The assaults came amid negotiations to reach a deal over Iran's nuclear programme.
In 2015, Khamenei supported the deal between the government of President Hassan Rouhani and world powers that curbed Iran's nuclear programme in return for fewer sanctions on Iran's oil and shipping industries.
In 2018, two years into Trump's first occupation of the White House, the US withdrew from the nuclear agreement and reimposed sanctions.
Saturday's wave of strikes came, like the attacks in June 2025, as negotiators attempted to cut a deal between Iran and the US over the nuclear programme.
That accord will be at the top of the to-do list for Khamenei's successor as well as how to calm the anti-government protests since December 2025 hat have led to an estimated 20,000 deaths.
Legacy of violent control
Khamenei blamed such unrest on Western-backed agitators. In 2022, he authorised the crackdown on demonstrators enraged by the death of Iranian-Kurdish woman Mahsa Amini, 22, who died in the custody of morality police.

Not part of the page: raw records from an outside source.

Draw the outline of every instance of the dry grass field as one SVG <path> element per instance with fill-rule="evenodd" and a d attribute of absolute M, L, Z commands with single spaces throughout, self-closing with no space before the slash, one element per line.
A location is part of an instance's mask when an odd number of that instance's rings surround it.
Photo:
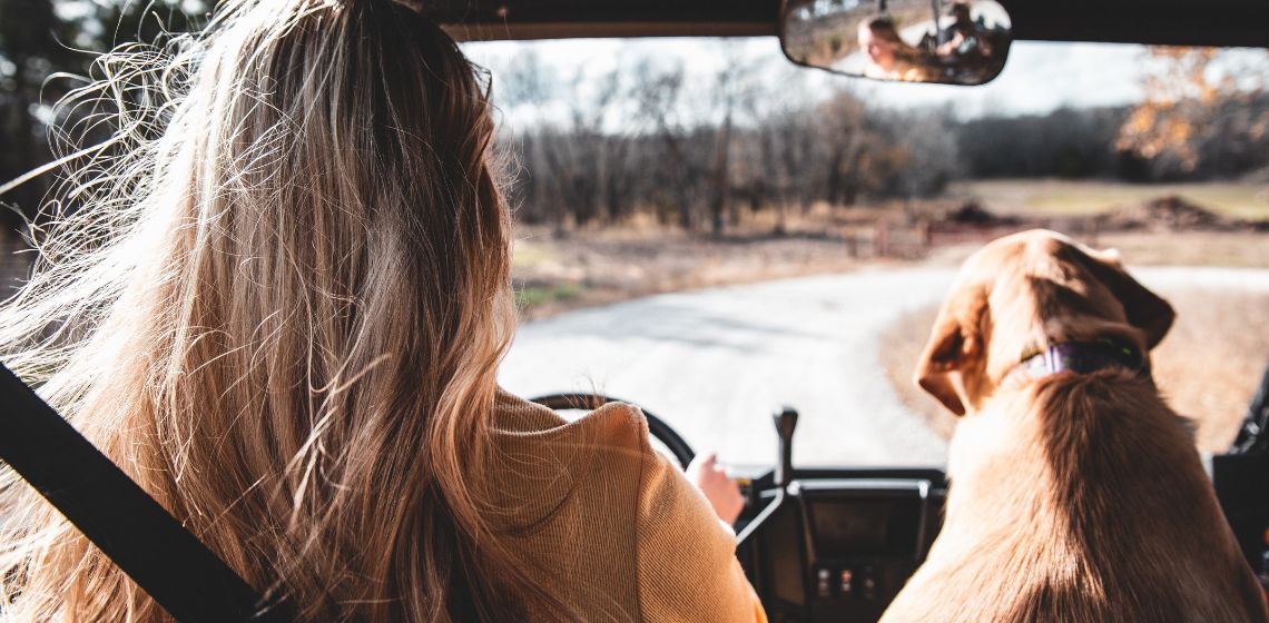
<path fill-rule="evenodd" d="M 1217 289 L 1161 292 L 1176 308 L 1176 324 L 1154 351 L 1155 379 L 1169 403 L 1194 419 L 1198 447 L 1223 452 L 1246 415 L 1269 363 L 1269 294 Z M 900 317 L 883 338 L 887 377 L 900 397 L 950 436 L 957 419 L 912 383 L 935 307 Z"/>
<path fill-rule="evenodd" d="M 950 194 L 977 197 L 1003 214 L 1095 214 L 1161 195 L 1180 195 L 1232 218 L 1269 218 L 1269 184 L 1263 181 L 970 180 L 952 184 Z"/>

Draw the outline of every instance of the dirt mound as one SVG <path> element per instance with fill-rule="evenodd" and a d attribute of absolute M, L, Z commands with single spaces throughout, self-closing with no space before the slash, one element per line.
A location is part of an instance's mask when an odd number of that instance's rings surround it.
<path fill-rule="evenodd" d="M 1119 208 L 1098 221 L 1099 228 L 1121 231 L 1228 231 L 1239 227 L 1236 221 L 1176 194 Z"/>

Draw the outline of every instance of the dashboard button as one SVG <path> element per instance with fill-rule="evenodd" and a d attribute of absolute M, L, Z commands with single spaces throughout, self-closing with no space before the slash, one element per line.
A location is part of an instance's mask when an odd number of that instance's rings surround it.
<path fill-rule="evenodd" d="M 854 591 L 854 574 L 849 568 L 841 570 L 841 596 L 850 596 Z"/>

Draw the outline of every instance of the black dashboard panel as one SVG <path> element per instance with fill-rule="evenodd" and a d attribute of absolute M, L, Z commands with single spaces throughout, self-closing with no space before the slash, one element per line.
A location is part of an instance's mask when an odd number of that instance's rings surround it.
<path fill-rule="evenodd" d="M 765 495 L 750 514 L 765 516 L 737 556 L 768 617 L 787 623 L 877 620 L 925 560 L 947 497 L 937 469 L 798 471 L 786 492 L 769 485 L 754 482 Z"/>

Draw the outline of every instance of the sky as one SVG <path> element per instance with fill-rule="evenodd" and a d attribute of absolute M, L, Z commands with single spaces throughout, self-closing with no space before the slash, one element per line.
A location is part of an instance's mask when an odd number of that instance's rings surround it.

Faced with some of the most intense turmoil since the 1979 revolution, he authorised the hangings of protesters and the display of their bodies, suspended from cranes.
In France, Socialist party chief, Olivier Faure, called on Sunday for the involvement of the United Nations once the fighting has stopped in Iran.
"It is urgent that the transition process be placed under the auspices of the UN in order to prevent chaos from following tyranny," Faure said on social media.
"The executioner Khamenei is dead," he added. "We will not mourn the man who, without hesitation, ordered the shooting of Iran's courageous youth in order to retain his power."